Sunny Day, 2017
Mylar transparent and metalized, tape, pump with overpressure release valve, polyester rope, net, metal ring
The inflatable structures that make up the installation communicate a new way of flying, one that relies only on the difference in temperature between inside and outside the sculpture, heated only by the sun and the infrared radiation of the Earth. Floating like this provides an alternative to the linear vector flight of propulsion technology, replacing it with sympoetic choreography.
Steps – Leaps – Footprint, 2016 (on the wall; left)

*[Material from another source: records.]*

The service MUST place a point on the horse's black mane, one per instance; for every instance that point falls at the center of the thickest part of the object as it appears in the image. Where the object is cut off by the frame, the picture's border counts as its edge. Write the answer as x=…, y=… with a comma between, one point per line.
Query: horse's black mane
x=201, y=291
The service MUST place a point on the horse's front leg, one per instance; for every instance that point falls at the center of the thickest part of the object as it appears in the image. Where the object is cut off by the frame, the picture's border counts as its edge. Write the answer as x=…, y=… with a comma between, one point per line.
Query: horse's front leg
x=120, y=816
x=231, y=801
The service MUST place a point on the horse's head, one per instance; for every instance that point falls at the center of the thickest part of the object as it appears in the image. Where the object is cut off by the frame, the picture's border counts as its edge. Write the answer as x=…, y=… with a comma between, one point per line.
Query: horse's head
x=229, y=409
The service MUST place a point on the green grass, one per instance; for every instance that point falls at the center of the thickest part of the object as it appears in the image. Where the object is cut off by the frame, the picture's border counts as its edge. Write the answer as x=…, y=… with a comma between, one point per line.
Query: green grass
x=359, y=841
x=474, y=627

Inkjet print, diptych two photographic prints mounted on dibond and framed separately
The well-known documentary photo from 1969 shows the footprint that Buzz Aldrin, the American astronaut, left on the surface of Moon. The launching of space missions could be understood as a maximum of air mobility that in turn leaves its own footprint, and pushes the atmospheric changes of the planet. The peculiar photograph from White Sands depicts the diametrically opposite: an individual being lifted by cosmic forces, the sun ray beams that heated D-O AEC Aerocene sculpture.
Eclipse of Aerocene Explorer, 2016 (on the wall; right)
Inkjet print
The photograph was taken during the performance at Salar de Uyuni in Bolivia in January 2016, during Tomás Saraceno’s artistic expedition. Salar de Uyuni salt flat is estimated to be the biggest lithium depository in Earth. Atop of the Uyuni salt crust, the Aerocene sculptures floated proposing to keep the natural resources in the ground, and to relate to energy cycles differently: harnessing Sun and Earth as the sole batteries.